La falta de vino me obliga a salir del texto una vez más. Por si no quedó claro, el personaje de esta historia es mi viejo, por eso, junto al vino, no puede faltar Central, no puedo faltar yo y mis comentarios, ni mi hermana, mucho menos mi vieja. Mi vieja es el contexto de la historia, el marco de la foto. Hablar de ella, es complicado, por eso la saqué del relato, pero ¿Qué es una foto sin un marco? Mi vieja fue diagnosticada de una enfermedad neurodegenerativa hace casi cincuenta años, cuando tenía la mitad de la edad que tengo hoy. Dicen que estas enfermedades suelen llevarse puesta a toda la familia, y es cierto, sin embargo, mi vieja, su alegría, y su calidez fueron siempre la única razón que tuve para volver a casa.

…Después de varias llamadas y entrevistas encontré dos geriátricos que se ajustaban al presupuesto. Luego de visitarlos me decidí por uno de ellos. Al llegar a casa mi viejo seguía viendo repeticiones de clásicos ganados. Lo encontré más animado y consciente. Al verme, volvió a pedir que lo llevara a su casa. Preparé un mate y haciendo oídos sordos me senté a su lado pensando cómo encarar la situación. Volvió a mirarme y, como quien no tiene tiempo que perder, dijo: me quiero ir a casa.

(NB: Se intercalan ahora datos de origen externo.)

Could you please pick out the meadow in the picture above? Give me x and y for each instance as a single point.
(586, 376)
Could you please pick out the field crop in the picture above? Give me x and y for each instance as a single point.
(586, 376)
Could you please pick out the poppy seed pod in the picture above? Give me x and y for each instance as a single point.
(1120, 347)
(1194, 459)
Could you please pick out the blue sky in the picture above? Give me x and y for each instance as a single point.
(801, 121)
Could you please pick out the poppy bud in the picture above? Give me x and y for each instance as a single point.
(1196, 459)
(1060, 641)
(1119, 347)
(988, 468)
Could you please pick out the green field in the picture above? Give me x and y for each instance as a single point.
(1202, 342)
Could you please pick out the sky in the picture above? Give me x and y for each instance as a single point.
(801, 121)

—Viejo, vos no tenés casa. Te volvieron a echar, ya van tres veces. El viernes a la noche anduviste de pieza en pieza, besando a las señoras del lugar. Hoy fui a buscar tus cosas, todas me preguntaron por vos, las porteras te dicen “el ladrón de besos”. Vos no eras así, viejo. ¿Qué te pasa?

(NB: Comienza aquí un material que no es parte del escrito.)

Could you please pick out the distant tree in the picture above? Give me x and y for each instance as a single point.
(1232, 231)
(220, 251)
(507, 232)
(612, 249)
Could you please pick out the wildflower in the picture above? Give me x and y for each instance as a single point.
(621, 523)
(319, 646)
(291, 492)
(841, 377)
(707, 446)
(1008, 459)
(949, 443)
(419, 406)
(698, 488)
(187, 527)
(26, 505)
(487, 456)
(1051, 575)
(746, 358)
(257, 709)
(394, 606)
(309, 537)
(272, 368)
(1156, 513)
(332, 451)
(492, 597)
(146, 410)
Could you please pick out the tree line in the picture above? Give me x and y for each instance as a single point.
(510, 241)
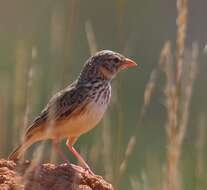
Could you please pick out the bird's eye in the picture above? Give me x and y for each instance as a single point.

Agachó la cabeza, con la vergüenza que tuvo siempre y, encogiendo los hombros dijo, buscaba a la vieja, la extraño. No la encontré.

Nota Final

Escribí este texto flotando sobre un sofá alquilado y con algo de alcohol encima, y siempre con la sensación de que el relato continuaría creciendo. Espero, Andrea, que el final breve y abrupto llene tu copa de vino, creo que es lo único que no escribí apurado. Quisiera recuperar algunas anécdotas significativas que tuve que recortar como el abrazo con mi viejo después de eliminar a Inglaterra en el 98. ¿Les conté sobre la noche del Pirulazo, cuando me esperó con el café y un abrazo a las dos de la mañana? Muchas cosas se me escapan, otras decidí incluirlas para poder olvidarlas y descansar tranquilo sabiendo que están en algún lado. La historia del ladrón de besos, empezó hace quince días en tu casa y me sirvió para ganar tiempo, pero el final se acerca y la última escena se me escapa.

 

Una mañana soleada de sábado me disuelvo en el paisaje primaveral tardío de finales de octubre. El catarro ansioso de la pick up del sodero me borra por completo de la escena. Los semáforos ceden el paso con una frialdad angustiante. No sé por qué, pero corro estrujando el puño de la moto. Siento una extraña ansiedad por cubrir la distancia. Algo no anda bien, no se siente bien. Acelero.

Me hubiese gustado seguir el relato como un sábado cualquiera, con mi viejo esperándome con el café y el diario. Me hubiese gustado que la ficción no tuviese que ver con la realidad, que todo fuese producto de mi imaginación. Que las luces de mi casa no estuviesen apagadas y que las ventanas me mostraran el interior. Que el vacío en mi memoria no se llenara con las palabras de los que me vieron abrir la puerta a patadas. Pero por sobre todas las cosas, me hubiese gustado que “el ladrón de besos”, el verdadero ladrón, o mejor, ladrona de besos, no fuese mi mamá abrazando con toda su alma el cuerpo sin vida de mi viejo.